On peut s'interroger sur les causes de la crise française actuelle, qui semble bien plus forte que dans les autres pays européens. Pour la comprendre, et en anticiper les conséquences, il faut en rechercher les racines historiques.
La colonisation
Au XIX° siècle, et notamment sous Napoléon III, la France s'est appropriée un vaste empire colonial, qui a été perdu à peu près un siècle plus tard. Il convient de s'interroger sur l'impact durable que cet épisode a pu avoir sur notre société.

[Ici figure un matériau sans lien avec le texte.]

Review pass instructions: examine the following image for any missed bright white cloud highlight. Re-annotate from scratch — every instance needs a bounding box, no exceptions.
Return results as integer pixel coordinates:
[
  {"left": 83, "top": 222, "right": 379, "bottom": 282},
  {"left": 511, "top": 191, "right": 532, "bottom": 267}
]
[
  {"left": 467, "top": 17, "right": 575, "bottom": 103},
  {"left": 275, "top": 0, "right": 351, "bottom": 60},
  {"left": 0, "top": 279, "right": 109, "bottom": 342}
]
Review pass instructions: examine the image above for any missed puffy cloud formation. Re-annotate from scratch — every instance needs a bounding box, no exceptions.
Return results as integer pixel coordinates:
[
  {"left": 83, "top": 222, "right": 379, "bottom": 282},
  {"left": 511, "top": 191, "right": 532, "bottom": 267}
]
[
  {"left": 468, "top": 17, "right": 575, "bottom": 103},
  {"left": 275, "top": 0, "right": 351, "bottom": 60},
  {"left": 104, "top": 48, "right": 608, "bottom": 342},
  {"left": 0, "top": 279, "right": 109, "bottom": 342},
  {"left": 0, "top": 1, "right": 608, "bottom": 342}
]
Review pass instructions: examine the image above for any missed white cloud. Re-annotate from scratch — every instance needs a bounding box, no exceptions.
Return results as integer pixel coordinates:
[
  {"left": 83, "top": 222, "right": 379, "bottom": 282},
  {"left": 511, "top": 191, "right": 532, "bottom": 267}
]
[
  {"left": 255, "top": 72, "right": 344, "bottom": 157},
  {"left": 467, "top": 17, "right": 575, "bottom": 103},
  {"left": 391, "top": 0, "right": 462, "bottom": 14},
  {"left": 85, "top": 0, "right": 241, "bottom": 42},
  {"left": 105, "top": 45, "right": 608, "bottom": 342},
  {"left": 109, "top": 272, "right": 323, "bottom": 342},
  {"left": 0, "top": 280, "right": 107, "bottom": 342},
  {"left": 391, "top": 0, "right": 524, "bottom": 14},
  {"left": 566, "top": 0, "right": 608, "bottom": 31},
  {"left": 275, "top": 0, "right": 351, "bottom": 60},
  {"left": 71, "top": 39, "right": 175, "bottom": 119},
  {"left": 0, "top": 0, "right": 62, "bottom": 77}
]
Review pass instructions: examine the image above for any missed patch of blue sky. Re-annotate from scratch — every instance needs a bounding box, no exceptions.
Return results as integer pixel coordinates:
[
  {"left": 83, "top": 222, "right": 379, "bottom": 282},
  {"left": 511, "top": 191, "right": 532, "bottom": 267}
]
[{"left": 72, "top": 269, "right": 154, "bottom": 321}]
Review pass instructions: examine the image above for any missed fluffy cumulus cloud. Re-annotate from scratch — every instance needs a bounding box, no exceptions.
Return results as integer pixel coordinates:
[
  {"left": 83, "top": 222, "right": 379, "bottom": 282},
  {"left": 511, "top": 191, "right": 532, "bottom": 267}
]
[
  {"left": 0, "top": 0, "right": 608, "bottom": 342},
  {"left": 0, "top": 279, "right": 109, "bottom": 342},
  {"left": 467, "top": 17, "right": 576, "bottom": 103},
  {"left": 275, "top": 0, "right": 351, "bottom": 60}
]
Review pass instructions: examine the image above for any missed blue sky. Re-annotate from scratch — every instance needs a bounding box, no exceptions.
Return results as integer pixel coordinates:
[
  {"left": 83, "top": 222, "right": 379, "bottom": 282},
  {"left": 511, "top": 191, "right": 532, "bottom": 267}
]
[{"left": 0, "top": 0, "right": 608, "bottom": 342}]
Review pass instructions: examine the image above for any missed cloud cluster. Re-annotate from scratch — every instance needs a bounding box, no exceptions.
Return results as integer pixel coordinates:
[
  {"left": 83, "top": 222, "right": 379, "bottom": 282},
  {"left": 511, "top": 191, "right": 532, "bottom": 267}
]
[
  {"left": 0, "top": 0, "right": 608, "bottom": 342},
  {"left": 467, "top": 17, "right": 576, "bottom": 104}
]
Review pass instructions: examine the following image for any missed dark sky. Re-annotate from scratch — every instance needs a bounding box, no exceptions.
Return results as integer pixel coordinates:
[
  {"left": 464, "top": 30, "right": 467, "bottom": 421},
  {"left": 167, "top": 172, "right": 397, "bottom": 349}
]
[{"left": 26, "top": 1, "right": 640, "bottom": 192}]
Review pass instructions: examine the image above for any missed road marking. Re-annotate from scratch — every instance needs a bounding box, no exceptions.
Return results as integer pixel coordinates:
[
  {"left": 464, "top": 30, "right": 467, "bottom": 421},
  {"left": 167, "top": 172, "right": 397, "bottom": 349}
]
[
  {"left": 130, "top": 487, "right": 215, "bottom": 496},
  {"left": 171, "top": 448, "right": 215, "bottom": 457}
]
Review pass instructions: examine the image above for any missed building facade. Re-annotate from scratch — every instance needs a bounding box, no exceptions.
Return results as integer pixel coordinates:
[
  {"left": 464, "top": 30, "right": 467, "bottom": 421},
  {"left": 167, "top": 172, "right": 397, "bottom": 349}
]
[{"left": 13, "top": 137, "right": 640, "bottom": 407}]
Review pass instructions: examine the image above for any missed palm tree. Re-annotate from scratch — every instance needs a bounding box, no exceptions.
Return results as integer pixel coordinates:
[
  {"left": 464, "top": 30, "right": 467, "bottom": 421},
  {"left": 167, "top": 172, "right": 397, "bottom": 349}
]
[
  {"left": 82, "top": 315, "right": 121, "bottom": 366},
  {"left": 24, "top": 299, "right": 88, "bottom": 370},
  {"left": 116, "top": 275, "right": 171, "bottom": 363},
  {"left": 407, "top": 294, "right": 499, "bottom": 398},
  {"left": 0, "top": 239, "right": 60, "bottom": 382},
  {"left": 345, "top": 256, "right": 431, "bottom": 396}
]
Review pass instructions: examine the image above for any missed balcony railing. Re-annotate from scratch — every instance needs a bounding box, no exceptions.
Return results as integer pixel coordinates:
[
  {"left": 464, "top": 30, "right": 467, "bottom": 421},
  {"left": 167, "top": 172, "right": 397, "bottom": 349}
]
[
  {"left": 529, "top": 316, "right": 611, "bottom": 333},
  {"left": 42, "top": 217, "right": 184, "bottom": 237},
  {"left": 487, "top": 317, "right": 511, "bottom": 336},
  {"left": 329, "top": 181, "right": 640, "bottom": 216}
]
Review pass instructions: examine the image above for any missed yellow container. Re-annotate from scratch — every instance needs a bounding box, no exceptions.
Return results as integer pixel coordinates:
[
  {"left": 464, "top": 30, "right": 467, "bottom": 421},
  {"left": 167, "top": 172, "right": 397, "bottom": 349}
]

Coloniser n'est pas anodin. C'est un vol, accompagné de l'asservissement des populations locales. Pour que le colon puisse concilier cela avec ses convictions éthiques et morales, la colonisation doit s'appuyer sur une puissante idéologie suprémaciste : nous avons le droit de coloniser, car apportons la civilisation à des “races” inférieures. Bien sûr, nous savons aujourd'hui que c'est faux, qu'il n'existe pas de “races” et que les sociétés indigènes n'étaient pas “inférieures” à la nôtre, mais jusqu'à quel point cet épisode colonial a-t-il façonné notre société, et quel rôle joue-t-il dans la crise actuelle ? La réponse à cette question se trouve dans l'héritage de l'empire colonial.

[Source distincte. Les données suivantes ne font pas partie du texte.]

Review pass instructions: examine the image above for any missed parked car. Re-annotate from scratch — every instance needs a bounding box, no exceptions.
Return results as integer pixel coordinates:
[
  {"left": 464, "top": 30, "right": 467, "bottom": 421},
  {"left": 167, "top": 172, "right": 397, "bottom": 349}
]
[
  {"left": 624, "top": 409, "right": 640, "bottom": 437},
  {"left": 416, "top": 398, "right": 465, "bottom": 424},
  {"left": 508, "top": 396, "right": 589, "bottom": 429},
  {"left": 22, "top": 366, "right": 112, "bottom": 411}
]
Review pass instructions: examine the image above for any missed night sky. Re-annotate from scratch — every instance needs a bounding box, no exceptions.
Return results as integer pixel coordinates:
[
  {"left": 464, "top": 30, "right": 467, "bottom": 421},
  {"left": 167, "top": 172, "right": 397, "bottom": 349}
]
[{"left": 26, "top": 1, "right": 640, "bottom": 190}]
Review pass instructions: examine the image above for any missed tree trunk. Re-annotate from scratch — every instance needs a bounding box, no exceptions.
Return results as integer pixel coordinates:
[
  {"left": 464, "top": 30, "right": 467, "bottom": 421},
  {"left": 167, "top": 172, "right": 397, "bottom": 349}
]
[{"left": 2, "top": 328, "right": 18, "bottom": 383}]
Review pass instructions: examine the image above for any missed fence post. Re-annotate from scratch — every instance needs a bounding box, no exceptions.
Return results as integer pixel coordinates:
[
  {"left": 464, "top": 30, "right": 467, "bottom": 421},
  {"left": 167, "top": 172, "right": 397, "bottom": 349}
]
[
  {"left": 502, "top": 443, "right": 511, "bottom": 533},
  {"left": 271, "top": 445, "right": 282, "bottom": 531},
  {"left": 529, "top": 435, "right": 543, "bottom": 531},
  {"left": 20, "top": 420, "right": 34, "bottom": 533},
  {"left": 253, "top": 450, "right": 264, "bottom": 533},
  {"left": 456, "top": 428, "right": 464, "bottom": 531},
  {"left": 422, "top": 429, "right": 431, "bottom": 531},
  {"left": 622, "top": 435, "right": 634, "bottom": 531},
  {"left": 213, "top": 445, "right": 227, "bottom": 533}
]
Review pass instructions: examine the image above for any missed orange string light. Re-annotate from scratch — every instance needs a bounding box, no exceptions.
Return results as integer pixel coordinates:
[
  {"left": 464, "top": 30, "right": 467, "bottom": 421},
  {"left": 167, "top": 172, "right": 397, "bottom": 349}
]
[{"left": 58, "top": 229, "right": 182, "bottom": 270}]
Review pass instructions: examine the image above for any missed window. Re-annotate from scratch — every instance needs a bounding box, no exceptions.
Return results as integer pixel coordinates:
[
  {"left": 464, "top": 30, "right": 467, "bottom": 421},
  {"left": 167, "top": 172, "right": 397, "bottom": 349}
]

- Tout d'abord, la décolonisation a été très compliquée. Il a fallu des guerres coloniales en “Indochine” et en Algérie pour que la France s'en aille. En Afrique sahélienne, le colonialisme a continué sous d'autre formes et ce n'est que très récemment que l'État colonial a été mis à la porte. Les mauvaises pratiques et l'idéologie coloniale ont donc survécu à la décolonisation.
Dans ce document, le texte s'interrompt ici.